Шонгин сзади кружится на одном месте.
– Грибы собираете? – кричит Карпов.
– Обмотка...
И он кружится, кружится, ловит свою обмотку, словно котенок с клубком играет.
В бок мне ударяет чем-то. Конец?.. Слышно, бегут. Это ко мне. Нет, мимо. Жив я!
Мамочка моя милая... жив... Снова жив... Я жив... я еще жив... у меня во рту земля, а я жив... Это не меня убили...
Все бегут мимо меня. Встаю. Все цело. Мамочка моя милая... все цело. Там недалеко Шонгин лежит. И Сашка стоит над ним. Он держится рукой за подбородок, а рука у него трясется. Это не Шонгин лежит, это остатки его шинели... Где же Шонгин-то? Ничего не поймешь. Вот его котелок, автомат... ложка! Лучше не смотреть, лучше не смотреть.
– Прямое попадание, – говорит кто-то.
Коля берет меня на плечи. Ведет. И я иду.
– Землю-то выплюнь, – говорит он, – подавишься.
Мы идем к машинам. Они уже трогаются. Возле Шонгина осталось несколько человек.

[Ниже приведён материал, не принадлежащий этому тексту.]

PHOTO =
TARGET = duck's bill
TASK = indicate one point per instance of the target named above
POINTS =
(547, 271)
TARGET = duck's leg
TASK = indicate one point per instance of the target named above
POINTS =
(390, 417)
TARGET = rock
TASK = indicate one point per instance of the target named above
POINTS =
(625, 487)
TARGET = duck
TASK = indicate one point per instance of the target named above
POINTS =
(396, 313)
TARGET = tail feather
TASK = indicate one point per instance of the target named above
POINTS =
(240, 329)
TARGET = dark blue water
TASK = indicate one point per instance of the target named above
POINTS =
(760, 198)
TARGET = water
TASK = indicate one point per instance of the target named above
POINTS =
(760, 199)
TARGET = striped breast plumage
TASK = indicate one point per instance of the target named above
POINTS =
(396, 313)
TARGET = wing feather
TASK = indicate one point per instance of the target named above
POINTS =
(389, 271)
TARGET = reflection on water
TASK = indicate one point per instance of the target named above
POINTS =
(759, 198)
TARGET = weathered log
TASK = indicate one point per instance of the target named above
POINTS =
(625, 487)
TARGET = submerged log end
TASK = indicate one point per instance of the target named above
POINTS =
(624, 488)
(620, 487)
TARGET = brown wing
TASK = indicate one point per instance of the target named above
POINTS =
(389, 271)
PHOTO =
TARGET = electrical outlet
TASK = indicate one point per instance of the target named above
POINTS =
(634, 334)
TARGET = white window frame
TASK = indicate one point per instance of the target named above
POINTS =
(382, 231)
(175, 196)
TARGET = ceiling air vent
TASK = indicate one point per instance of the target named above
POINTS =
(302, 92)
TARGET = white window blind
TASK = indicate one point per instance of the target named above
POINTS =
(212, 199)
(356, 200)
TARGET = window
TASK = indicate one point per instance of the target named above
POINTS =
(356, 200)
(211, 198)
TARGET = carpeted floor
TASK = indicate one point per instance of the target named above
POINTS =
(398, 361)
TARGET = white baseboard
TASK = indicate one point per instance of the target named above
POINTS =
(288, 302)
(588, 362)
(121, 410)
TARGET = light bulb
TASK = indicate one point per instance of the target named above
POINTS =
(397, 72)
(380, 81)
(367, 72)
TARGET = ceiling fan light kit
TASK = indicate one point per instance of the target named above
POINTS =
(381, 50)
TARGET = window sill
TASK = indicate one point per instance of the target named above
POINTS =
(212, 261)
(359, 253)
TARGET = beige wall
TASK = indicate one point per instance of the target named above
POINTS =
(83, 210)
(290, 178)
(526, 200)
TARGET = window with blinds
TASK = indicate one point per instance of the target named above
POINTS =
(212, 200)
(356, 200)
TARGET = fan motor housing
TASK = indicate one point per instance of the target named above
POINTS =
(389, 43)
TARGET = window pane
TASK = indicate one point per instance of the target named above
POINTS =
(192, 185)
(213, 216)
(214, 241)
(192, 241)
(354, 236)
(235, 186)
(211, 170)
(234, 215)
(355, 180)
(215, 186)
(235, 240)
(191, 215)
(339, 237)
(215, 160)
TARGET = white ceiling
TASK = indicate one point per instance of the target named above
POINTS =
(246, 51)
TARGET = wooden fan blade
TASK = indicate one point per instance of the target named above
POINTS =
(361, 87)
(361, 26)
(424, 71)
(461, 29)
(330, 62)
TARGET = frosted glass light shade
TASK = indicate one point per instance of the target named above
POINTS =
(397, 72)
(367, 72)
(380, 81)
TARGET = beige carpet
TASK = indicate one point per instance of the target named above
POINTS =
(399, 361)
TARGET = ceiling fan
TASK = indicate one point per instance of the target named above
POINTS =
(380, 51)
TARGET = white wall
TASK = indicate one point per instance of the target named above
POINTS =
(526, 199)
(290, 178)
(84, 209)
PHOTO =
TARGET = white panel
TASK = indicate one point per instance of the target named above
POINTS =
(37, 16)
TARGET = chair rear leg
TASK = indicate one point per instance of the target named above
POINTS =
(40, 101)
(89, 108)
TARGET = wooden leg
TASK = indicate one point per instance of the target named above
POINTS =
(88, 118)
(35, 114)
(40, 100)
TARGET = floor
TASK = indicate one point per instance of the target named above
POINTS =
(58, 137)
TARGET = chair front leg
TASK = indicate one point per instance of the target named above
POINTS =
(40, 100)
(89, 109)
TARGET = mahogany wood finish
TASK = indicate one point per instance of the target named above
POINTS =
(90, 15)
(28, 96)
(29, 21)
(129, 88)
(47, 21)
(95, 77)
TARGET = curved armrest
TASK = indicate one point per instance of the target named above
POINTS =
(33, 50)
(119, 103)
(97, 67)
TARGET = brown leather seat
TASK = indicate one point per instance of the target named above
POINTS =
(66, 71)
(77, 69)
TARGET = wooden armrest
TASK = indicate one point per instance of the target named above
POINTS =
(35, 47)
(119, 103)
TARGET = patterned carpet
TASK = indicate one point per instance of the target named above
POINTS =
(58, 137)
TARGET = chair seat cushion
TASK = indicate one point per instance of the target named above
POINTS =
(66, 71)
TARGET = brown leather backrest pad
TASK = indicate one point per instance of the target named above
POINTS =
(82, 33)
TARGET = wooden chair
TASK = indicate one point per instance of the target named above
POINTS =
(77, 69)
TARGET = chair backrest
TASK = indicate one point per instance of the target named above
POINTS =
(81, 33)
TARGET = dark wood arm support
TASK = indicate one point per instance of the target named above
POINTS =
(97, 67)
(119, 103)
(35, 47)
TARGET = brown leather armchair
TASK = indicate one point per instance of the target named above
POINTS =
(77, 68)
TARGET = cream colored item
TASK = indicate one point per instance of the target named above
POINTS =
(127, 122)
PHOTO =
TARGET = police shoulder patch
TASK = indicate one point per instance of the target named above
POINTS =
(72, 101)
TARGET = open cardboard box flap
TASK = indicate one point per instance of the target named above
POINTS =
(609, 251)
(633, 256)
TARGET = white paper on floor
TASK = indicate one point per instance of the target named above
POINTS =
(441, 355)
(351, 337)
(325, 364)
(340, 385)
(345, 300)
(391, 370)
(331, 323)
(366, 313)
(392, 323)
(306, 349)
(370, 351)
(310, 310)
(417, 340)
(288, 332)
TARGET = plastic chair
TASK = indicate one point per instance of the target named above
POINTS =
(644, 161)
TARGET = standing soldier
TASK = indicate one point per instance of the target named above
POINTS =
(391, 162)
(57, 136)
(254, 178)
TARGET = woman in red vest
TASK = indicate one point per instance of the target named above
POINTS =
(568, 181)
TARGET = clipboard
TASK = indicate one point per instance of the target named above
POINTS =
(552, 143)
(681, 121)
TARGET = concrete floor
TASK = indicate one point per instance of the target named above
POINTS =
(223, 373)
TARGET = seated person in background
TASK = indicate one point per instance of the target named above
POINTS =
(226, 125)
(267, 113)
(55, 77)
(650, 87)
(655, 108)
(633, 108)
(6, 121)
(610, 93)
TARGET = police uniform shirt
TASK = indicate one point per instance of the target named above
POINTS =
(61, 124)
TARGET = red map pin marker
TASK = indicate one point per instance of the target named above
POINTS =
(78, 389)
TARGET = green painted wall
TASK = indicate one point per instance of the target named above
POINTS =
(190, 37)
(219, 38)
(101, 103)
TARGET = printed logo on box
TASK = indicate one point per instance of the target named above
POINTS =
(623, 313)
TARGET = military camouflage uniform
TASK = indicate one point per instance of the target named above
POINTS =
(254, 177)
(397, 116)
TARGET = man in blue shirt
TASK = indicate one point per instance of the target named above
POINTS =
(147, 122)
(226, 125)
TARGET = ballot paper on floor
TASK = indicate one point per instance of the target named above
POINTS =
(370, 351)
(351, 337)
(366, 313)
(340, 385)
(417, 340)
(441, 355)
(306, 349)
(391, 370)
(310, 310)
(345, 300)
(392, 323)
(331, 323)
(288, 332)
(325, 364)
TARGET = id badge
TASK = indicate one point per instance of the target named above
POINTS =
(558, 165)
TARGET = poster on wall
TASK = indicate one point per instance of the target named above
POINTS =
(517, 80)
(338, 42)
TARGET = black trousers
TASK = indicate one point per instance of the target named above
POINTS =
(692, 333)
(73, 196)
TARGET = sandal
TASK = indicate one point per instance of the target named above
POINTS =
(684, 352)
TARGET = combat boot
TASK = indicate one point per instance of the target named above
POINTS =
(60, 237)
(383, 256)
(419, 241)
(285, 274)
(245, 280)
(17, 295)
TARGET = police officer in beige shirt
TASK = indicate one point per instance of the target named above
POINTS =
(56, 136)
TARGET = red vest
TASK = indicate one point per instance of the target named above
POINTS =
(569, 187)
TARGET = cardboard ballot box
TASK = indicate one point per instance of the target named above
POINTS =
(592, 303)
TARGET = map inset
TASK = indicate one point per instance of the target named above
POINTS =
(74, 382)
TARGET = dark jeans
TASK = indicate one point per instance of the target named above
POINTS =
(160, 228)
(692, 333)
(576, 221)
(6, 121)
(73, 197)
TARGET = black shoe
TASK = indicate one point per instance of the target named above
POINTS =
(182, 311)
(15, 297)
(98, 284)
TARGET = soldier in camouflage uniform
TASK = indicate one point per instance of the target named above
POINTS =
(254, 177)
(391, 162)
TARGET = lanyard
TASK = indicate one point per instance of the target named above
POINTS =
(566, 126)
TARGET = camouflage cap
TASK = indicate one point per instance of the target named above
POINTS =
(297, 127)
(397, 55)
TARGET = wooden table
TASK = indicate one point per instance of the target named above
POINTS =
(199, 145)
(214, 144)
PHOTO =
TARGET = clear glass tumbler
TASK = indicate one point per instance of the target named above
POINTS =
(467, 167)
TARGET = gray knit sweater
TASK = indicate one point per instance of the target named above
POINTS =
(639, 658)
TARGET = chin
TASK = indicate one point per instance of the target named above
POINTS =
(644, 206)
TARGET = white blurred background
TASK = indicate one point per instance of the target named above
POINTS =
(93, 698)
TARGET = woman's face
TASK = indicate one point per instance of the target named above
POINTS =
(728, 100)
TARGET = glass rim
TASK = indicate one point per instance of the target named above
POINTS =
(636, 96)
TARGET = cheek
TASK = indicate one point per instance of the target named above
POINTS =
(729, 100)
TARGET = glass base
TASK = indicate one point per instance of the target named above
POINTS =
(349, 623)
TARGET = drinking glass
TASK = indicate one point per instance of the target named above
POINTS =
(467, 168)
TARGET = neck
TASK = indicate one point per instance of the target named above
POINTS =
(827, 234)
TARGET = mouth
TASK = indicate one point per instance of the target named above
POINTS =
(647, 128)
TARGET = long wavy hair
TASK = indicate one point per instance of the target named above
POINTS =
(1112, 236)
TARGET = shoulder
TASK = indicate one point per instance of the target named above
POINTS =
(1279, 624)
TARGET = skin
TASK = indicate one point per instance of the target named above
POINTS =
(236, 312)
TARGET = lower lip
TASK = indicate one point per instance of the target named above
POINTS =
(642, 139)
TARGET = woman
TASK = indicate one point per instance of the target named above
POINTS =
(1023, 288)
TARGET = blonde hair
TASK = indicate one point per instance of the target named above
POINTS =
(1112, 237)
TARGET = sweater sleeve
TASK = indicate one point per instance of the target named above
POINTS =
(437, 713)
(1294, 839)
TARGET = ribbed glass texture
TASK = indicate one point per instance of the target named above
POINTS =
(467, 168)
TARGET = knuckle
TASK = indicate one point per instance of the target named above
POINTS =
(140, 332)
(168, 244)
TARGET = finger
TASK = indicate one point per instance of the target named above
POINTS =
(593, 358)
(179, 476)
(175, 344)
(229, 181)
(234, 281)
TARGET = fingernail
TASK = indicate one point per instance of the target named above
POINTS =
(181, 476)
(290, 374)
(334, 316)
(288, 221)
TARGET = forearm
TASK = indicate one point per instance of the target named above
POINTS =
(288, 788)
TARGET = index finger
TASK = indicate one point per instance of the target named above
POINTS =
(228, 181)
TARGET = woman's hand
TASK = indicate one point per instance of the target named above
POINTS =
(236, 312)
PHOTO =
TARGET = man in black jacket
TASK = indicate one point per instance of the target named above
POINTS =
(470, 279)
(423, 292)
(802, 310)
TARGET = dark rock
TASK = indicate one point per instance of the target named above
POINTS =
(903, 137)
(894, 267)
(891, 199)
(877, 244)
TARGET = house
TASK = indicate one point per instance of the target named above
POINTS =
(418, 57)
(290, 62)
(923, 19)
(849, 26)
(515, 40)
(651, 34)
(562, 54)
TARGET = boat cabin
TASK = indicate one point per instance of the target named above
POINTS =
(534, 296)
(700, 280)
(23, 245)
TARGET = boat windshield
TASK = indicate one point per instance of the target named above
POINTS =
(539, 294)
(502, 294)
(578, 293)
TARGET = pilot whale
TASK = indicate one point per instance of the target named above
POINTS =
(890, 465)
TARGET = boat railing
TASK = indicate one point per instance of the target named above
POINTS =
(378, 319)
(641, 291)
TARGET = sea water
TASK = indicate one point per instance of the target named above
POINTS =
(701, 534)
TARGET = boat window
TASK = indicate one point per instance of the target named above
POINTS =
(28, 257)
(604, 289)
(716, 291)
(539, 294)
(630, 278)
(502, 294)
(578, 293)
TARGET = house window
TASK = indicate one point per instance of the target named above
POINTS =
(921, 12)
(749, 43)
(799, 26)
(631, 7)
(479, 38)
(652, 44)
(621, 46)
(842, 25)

– Давай, давай, – подсаживает меня Коля.
– Все целы? – спрашивает Карпов.
– Остальные все, – говорит Коля.
...К вечеру въезжаем в какой-то населенный пункт. И останавливаемся. Неужели все? Неужели спать? Подходит кухня. В животе пусто, а есть не хочется.
Мы сидим втроем на каком-то бревне. Я отхлебываю суп прямо из котелка.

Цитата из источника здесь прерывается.